Correlation analysis
This tab displays a summary of the protein-protein correlation analysis. Prior to producing the plots, co-regulation is defined by the user by setting correlation coefficient and q-value cut-offs. The histograms visualize the number of protein-protein interactions that meet these criteria. For each protein, the number of co-regulation partners is determined based on the user-specified criteria.
Database enrichment
Analyses are performed after annotating co-regulated protein pairs to determine the extend of overlapping annotations. Protein-protein interaction databases (STRING, CORUM & BioPlex 3.0) are searched to identify previously discovered protein pairs. It is expected that a larger percentage of co-regulated protein pairs is found in these databases, compared to the non co-regulated pairs. It is recommended to adjust the co-regulation criteria if no enrichment is detected.
SNP-protein analysis
The SNP-Protein plot summarizes the interactions in the uploaded data by combining several visualizations. A Manhattan plot (top) highlights the QTL p-values per chromosome. Edges are drawn (center) connecting QTL and protein data, where edge color indicates the QTL type. Protein-Protein interactions are shown using arc-diagrams, proteins are ordered by complexsize and number of connections. The user can alter the plots by selecting a single chromosome or proteincomplex of interest.
Network analysis
Network plots are used to visualize interactions between co-regulated proteins in interactive plots. The user can produce networks for 1) All protein interactions, 2) all protein interactions involved in QTLs, 3) protein interactions in the CORUM database or 4) protein interactions in the BioPlex 3.0 database. If QTLs have been uploaded they can be added directly to the network plots. Finally, the nodes and edges in the interactive plot can be colored by nodetypes (protein / SNP) and the user-uploaded proxies or annotations.
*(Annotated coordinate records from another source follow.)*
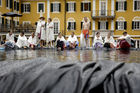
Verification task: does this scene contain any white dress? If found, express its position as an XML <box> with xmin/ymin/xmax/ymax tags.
<box><xmin>6</xmin><ymin>33</ymin><xmax>15</xmax><ymax>43</ymax></box>
<box><xmin>36</xmin><ymin>21</ymin><xmax>46</xmax><ymax>40</ymax></box>
<box><xmin>119</xmin><ymin>34</ymin><xmax>131</xmax><ymax>44</ymax></box>
<box><xmin>105</xmin><ymin>36</ymin><xmax>116</xmax><ymax>46</ymax></box>
<box><xmin>67</xmin><ymin>35</ymin><xmax>78</xmax><ymax>43</ymax></box>
<box><xmin>93</xmin><ymin>36</ymin><xmax>103</xmax><ymax>46</ymax></box>
<box><xmin>56</xmin><ymin>36</ymin><xmax>66</xmax><ymax>43</ymax></box>
<box><xmin>16</xmin><ymin>35</ymin><xmax>28</xmax><ymax>48</ymax></box>
<box><xmin>46</xmin><ymin>22</ymin><xmax>54</xmax><ymax>43</ymax></box>
<box><xmin>28</xmin><ymin>36</ymin><xmax>37</xmax><ymax>45</ymax></box>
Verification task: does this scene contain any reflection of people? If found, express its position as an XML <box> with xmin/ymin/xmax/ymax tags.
<box><xmin>104</xmin><ymin>32</ymin><xmax>115</xmax><ymax>48</ymax></box>
<box><xmin>117</xmin><ymin>32</ymin><xmax>131</xmax><ymax>49</ymax></box>
<box><xmin>82</xmin><ymin>17</ymin><xmax>90</xmax><ymax>47</ymax></box>
<box><xmin>67</xmin><ymin>32</ymin><xmax>79</xmax><ymax>49</ymax></box>
<box><xmin>56</xmin><ymin>33</ymin><xmax>66</xmax><ymax>50</ymax></box>
<box><xmin>28</xmin><ymin>32</ymin><xmax>37</xmax><ymax>48</ymax></box>
<box><xmin>46</xmin><ymin>18</ymin><xmax>54</xmax><ymax>48</ymax></box>
<box><xmin>36</xmin><ymin>17</ymin><xmax>46</xmax><ymax>47</ymax></box>
<box><xmin>6</xmin><ymin>31</ymin><xmax>15</xmax><ymax>42</ymax></box>
<box><xmin>93</xmin><ymin>32</ymin><xmax>103</xmax><ymax>48</ymax></box>
<box><xmin>16</xmin><ymin>32</ymin><xmax>28</xmax><ymax>48</ymax></box>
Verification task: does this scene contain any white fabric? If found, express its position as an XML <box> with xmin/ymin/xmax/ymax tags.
<box><xmin>46</xmin><ymin>22</ymin><xmax>54</xmax><ymax>42</ymax></box>
<box><xmin>36</xmin><ymin>20</ymin><xmax>46</xmax><ymax>40</ymax></box>
<box><xmin>28</xmin><ymin>36</ymin><xmax>37</xmax><ymax>45</ymax></box>
<box><xmin>93</xmin><ymin>36</ymin><xmax>103</xmax><ymax>46</ymax></box>
<box><xmin>119</xmin><ymin>34</ymin><xmax>131</xmax><ymax>44</ymax></box>
<box><xmin>56</xmin><ymin>36</ymin><xmax>66</xmax><ymax>43</ymax></box>
<box><xmin>83</xmin><ymin>22</ymin><xmax>90</xmax><ymax>30</ymax></box>
<box><xmin>80</xmin><ymin>33</ymin><xmax>86</xmax><ymax>47</ymax></box>
<box><xmin>16</xmin><ymin>35</ymin><xmax>28</xmax><ymax>48</ymax></box>
<box><xmin>105</xmin><ymin>36</ymin><xmax>116</xmax><ymax>46</ymax></box>
<box><xmin>6</xmin><ymin>33</ymin><xmax>15</xmax><ymax>42</ymax></box>
<box><xmin>67</xmin><ymin>35</ymin><xmax>78</xmax><ymax>43</ymax></box>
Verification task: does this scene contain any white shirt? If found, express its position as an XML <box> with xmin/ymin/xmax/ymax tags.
<box><xmin>28</xmin><ymin>36</ymin><xmax>37</xmax><ymax>45</ymax></box>
<box><xmin>119</xmin><ymin>34</ymin><xmax>131</xmax><ymax>44</ymax></box>
<box><xmin>6</xmin><ymin>33</ymin><xmax>15</xmax><ymax>42</ymax></box>
<box><xmin>105</xmin><ymin>36</ymin><xmax>115</xmax><ymax>46</ymax></box>
<box><xmin>67</xmin><ymin>35</ymin><xmax>78</xmax><ymax>43</ymax></box>
<box><xmin>56</xmin><ymin>36</ymin><xmax>66</xmax><ymax>42</ymax></box>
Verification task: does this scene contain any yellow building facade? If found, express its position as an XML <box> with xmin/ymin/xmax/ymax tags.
<box><xmin>0</xmin><ymin>0</ymin><xmax>140</xmax><ymax>44</ymax></box>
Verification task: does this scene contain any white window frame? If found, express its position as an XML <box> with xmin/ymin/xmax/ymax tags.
<box><xmin>99</xmin><ymin>0</ymin><xmax>108</xmax><ymax>16</ymax></box>
<box><xmin>52</xmin><ymin>2</ymin><xmax>60</xmax><ymax>13</ymax></box>
<box><xmin>37</xmin><ymin>2</ymin><xmax>45</xmax><ymax>13</ymax></box>
<box><xmin>82</xmin><ymin>1</ymin><xmax>91</xmax><ymax>12</ymax></box>
<box><xmin>133</xmin><ymin>20</ymin><xmax>140</xmax><ymax>30</ymax></box>
<box><xmin>117</xmin><ymin>1</ymin><xmax>125</xmax><ymax>12</ymax></box>
<box><xmin>23</xmin><ymin>2</ymin><xmax>31</xmax><ymax>13</ymax></box>
<box><xmin>133</xmin><ymin>0</ymin><xmax>140</xmax><ymax>11</ymax></box>
<box><xmin>52</xmin><ymin>18</ymin><xmax>60</xmax><ymax>35</ymax></box>
<box><xmin>67</xmin><ymin>1</ymin><xmax>76</xmax><ymax>13</ymax></box>
<box><xmin>0</xmin><ymin>0</ymin><xmax>2</xmax><ymax>7</ymax></box>
<box><xmin>67</xmin><ymin>18</ymin><xmax>76</xmax><ymax>31</ymax></box>
<box><xmin>5</xmin><ymin>0</ymin><xmax>10</xmax><ymax>9</ymax></box>
<box><xmin>22</xmin><ymin>21</ymin><xmax>31</xmax><ymax>26</ymax></box>
<box><xmin>117</xmin><ymin>21</ymin><xmax>125</xmax><ymax>30</ymax></box>
<box><xmin>99</xmin><ymin>21</ymin><xmax>107</xmax><ymax>30</ymax></box>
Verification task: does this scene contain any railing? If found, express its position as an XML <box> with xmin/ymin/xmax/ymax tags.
<box><xmin>92</xmin><ymin>10</ymin><xmax>115</xmax><ymax>19</ymax></box>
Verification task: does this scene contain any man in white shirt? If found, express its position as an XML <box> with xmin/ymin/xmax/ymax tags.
<box><xmin>16</xmin><ymin>32</ymin><xmax>28</xmax><ymax>48</ymax></box>
<box><xmin>67</xmin><ymin>32</ymin><xmax>79</xmax><ymax>49</ymax></box>
<box><xmin>28</xmin><ymin>32</ymin><xmax>37</xmax><ymax>49</ymax></box>
<box><xmin>6</xmin><ymin>31</ymin><xmax>15</xmax><ymax>42</ymax></box>
<box><xmin>117</xmin><ymin>32</ymin><xmax>131</xmax><ymax>49</ymax></box>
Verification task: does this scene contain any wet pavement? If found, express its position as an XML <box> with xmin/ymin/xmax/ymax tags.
<box><xmin>0</xmin><ymin>49</ymin><xmax>140</xmax><ymax>63</ymax></box>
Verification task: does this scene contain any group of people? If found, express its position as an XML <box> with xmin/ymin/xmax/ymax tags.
<box><xmin>2</xmin><ymin>17</ymin><xmax>131</xmax><ymax>50</ymax></box>
<box><xmin>93</xmin><ymin>32</ymin><xmax>132</xmax><ymax>49</ymax></box>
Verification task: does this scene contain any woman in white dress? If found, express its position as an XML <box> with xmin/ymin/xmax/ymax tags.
<box><xmin>28</xmin><ymin>32</ymin><xmax>37</xmax><ymax>49</ymax></box>
<box><xmin>46</xmin><ymin>18</ymin><xmax>54</xmax><ymax>48</ymax></box>
<box><xmin>16</xmin><ymin>32</ymin><xmax>28</xmax><ymax>48</ymax></box>
<box><xmin>93</xmin><ymin>32</ymin><xmax>103</xmax><ymax>48</ymax></box>
<box><xmin>104</xmin><ymin>32</ymin><xmax>116</xmax><ymax>48</ymax></box>
<box><xmin>56</xmin><ymin>33</ymin><xmax>66</xmax><ymax>51</ymax></box>
<box><xmin>36</xmin><ymin>17</ymin><xmax>46</xmax><ymax>47</ymax></box>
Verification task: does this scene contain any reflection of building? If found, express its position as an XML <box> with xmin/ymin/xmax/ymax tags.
<box><xmin>0</xmin><ymin>0</ymin><xmax>140</xmax><ymax>46</ymax></box>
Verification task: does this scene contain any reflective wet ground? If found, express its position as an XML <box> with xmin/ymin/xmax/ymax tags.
<box><xmin>0</xmin><ymin>49</ymin><xmax>140</xmax><ymax>63</ymax></box>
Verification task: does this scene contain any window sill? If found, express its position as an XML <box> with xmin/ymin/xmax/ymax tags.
<box><xmin>52</xmin><ymin>12</ymin><xmax>60</xmax><ymax>13</ymax></box>
<box><xmin>23</xmin><ymin>12</ymin><xmax>30</xmax><ymax>14</ymax></box>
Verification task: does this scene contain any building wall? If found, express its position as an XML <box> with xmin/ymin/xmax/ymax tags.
<box><xmin>0</xmin><ymin>0</ymin><xmax>140</xmax><ymax>41</ymax></box>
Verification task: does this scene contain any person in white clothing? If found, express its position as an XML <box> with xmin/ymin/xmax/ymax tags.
<box><xmin>36</xmin><ymin>17</ymin><xmax>46</xmax><ymax>47</ymax></box>
<box><xmin>56</xmin><ymin>32</ymin><xmax>66</xmax><ymax>51</ymax></box>
<box><xmin>16</xmin><ymin>32</ymin><xmax>28</xmax><ymax>48</ymax></box>
<box><xmin>46</xmin><ymin>18</ymin><xmax>54</xmax><ymax>48</ymax></box>
<box><xmin>104</xmin><ymin>32</ymin><xmax>116</xmax><ymax>48</ymax></box>
<box><xmin>117</xmin><ymin>32</ymin><xmax>131</xmax><ymax>49</ymax></box>
<box><xmin>28</xmin><ymin>32</ymin><xmax>37</xmax><ymax>49</ymax></box>
<box><xmin>82</xmin><ymin>17</ymin><xmax>90</xmax><ymax>47</ymax></box>
<box><xmin>93</xmin><ymin>32</ymin><xmax>103</xmax><ymax>48</ymax></box>
<box><xmin>67</xmin><ymin>32</ymin><xmax>79</xmax><ymax>49</ymax></box>
<box><xmin>6</xmin><ymin>31</ymin><xmax>15</xmax><ymax>42</ymax></box>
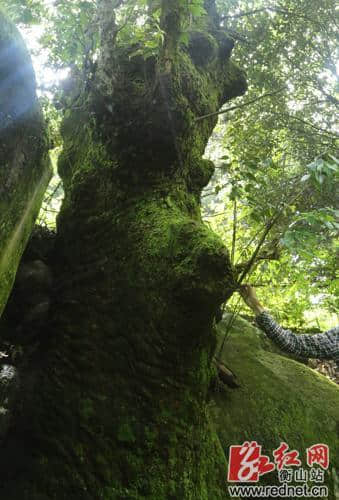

The interactive plot allows zooming in on, moving and highlighting sections of the network.
Bait network analysis
Bait network plots are used to visualize interactions between co-regulated proteins in interactive plots. The bait refers to a single, or list of, proteins or phenotypes of interest.The nodes and edges in the interactive plot can be colored by nodetypes (protein / SNP) and the user-uploaded proxies. The interactive plot allows zooming in on, moving and highlighting sections of the network.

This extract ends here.